Reforms to Tunisia's health care system are under way with a modernisation programme aimed at encouraging preventive care, although increased pressure on the national insurance fund may constrain the number of patients who benefit from the changes.
Revitalising the public system
In August 2015 Saïd Aïdi, then-minister of health, announced a reform programme for the public health care system. According to Aïdi, the reforms will focus on prevention of public health issues, ranging from addiction to chronic diseases, such as diabetes, hypertension and cancer, among other things.
Another component of the reform programme is the promotion of innovation in the health care sector, such as the use of telemedicine - the practice of using IT to diagnose and treat patients remotely - which is expected to streamline procedures. Furthermore, a TD80m (€32.3m) fund has been earmarked for the digitalisation and archiving of medical records while an automated prescription delivery system will be created to help rationalise pharmaceuticals-related spending, Faouzi Mehdi, chief of staff at the Ministry of Health, said during a conference in March.
Meanwhile, the programme also aims to consolidate the public health care system. Health services - including hospitals, teaching units and primary care clinics - are being reorganised into regional clusters with expanded resources and increased operational autonomy. Each cluster will offer a range of specialised establishments and doctors, which should go some way to addressing understaffing in rural areas. As of 2014 there were 3.5 doctors per 1000 people in Tunis, but only 0.4 per 1000 in the inland governorates of Kasserine or Sidi Bouzid.

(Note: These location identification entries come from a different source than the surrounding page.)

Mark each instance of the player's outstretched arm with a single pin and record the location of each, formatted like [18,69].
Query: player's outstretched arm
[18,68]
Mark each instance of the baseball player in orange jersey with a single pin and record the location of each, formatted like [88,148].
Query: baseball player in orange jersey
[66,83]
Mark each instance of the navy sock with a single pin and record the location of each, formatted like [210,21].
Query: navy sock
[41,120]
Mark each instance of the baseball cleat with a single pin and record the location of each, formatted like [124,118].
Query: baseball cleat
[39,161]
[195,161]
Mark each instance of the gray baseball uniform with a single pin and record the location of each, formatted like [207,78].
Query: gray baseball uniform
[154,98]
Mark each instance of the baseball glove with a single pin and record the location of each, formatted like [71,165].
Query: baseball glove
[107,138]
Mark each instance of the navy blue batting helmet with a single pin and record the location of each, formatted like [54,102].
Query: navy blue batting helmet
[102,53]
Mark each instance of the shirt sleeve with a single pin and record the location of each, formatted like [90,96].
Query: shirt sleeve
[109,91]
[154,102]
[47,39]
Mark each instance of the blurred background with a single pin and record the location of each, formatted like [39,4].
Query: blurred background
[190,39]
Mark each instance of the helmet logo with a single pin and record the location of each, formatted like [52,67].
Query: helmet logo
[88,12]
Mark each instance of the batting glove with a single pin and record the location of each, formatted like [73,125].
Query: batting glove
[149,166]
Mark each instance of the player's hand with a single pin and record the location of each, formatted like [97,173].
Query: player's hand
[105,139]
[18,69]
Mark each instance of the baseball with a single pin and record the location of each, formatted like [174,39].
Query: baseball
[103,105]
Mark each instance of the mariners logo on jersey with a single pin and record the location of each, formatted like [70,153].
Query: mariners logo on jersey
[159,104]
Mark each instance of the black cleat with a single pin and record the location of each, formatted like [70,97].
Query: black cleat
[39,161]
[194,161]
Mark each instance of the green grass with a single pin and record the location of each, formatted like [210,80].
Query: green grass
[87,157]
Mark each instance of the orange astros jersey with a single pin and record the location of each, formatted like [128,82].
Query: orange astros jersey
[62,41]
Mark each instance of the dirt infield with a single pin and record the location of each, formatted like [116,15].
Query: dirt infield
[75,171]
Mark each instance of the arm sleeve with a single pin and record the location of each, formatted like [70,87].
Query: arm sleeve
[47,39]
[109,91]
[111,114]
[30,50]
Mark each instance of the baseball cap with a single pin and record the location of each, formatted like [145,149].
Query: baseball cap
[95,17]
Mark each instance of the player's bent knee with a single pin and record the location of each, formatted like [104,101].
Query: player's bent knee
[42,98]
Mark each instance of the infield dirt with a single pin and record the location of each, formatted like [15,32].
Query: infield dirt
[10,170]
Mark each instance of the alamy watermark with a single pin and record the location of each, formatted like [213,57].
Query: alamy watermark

Speaking with OBG last summer, Aïdï explained the clusters as being crucial to improving efficiency, noting that "the long-term objective is for more than 90% of clinical cases to be addressed in each of the territorial clusters. Each territorial cluster will need to have a full range of specialised establishments and doctors. This will reduce congestion, particularly for those patients suffering from severe pathologies."
Finally, the reforms intend to strengthen the quality and standards of public health care through vocational training, while also improving institutional governance and financial management.Fiscal sustainability
The reforms should help significantly improve the performance of the health care sector, although the current mechanism for funding is coming under increasing pressure as the patient population expands.
Created in 2004 Tunisia's National Health Insurance Fund (Caisse Nationale d'Assurance Maladie, CNAM) aims to provide universal coverage on treatment delivered in both public and private health care institutions. However, in an interview with local media late last year, Aïdi said that Tunisia's health financing system was under pressure from a doubling in the population receiving free or reduced benefits since 2011.
The spokesperson for the CNAM, Younes Ben Jamaâ, told local press in March of this year that the institution had accumulated debts of up to TD1.4bn (€565.9m), in part due to delayed transfers from the country's social security and retirement funds.
This has caused the fund to face difficulties in meeting payment schedules for pharmacies, for example. According to statements by Rached Gara Ali, secretary-general of the Association of Private Pharmacy Owners, outstanding debt owed to pharmacies was around TD40m (€16.2m) as of last summer, although that has reportedly come down in the months since to TD3m (€1.2m).
The pressure on the CNAM is in part due to high demand, but also due to the fact that public health care investments have increased at a lower rate than demand since the late 1990s, which has pushed more Tunisians towards private facilities.
The eight years leading to 2013 saw total annual health care spending double to reach TD5bn (€2bn), equivalent to 7.1% of GDP, according to Ministry of Health figures. Of this total, 37% of costs were assumed by Tunisian households, 35% by the CNAM and 28% directly by the government. This means that public spending on health accounts for roughly 4.4% of GDP, which is slightly lower than peer economies at around 5%.
As a result, private facilities are becoming more popular and sector stakeholders are calling for more comprehensive health insurance coverage. Broadening the types of care covered under the CNAM could also better protect individuals who find it difficult to pay for unforeseen medical costs. For example, the CNAM partially covers birth-related health expenses at private facilities, yet does not cover costs related to premature births, which are much higher. If coverage were to be extended to all types of deliveries, the private sector would also no longer need to worry about requiring downpayments at admission to protect themselves again the risk of non-payment.
"The growth of the private sector's role in Tunisia's health care system depends on favourable public policy and on the expansion of health insurance coverage," Mourad Kharouf, general manager of Polyclinique Les Jasmins, told OBG.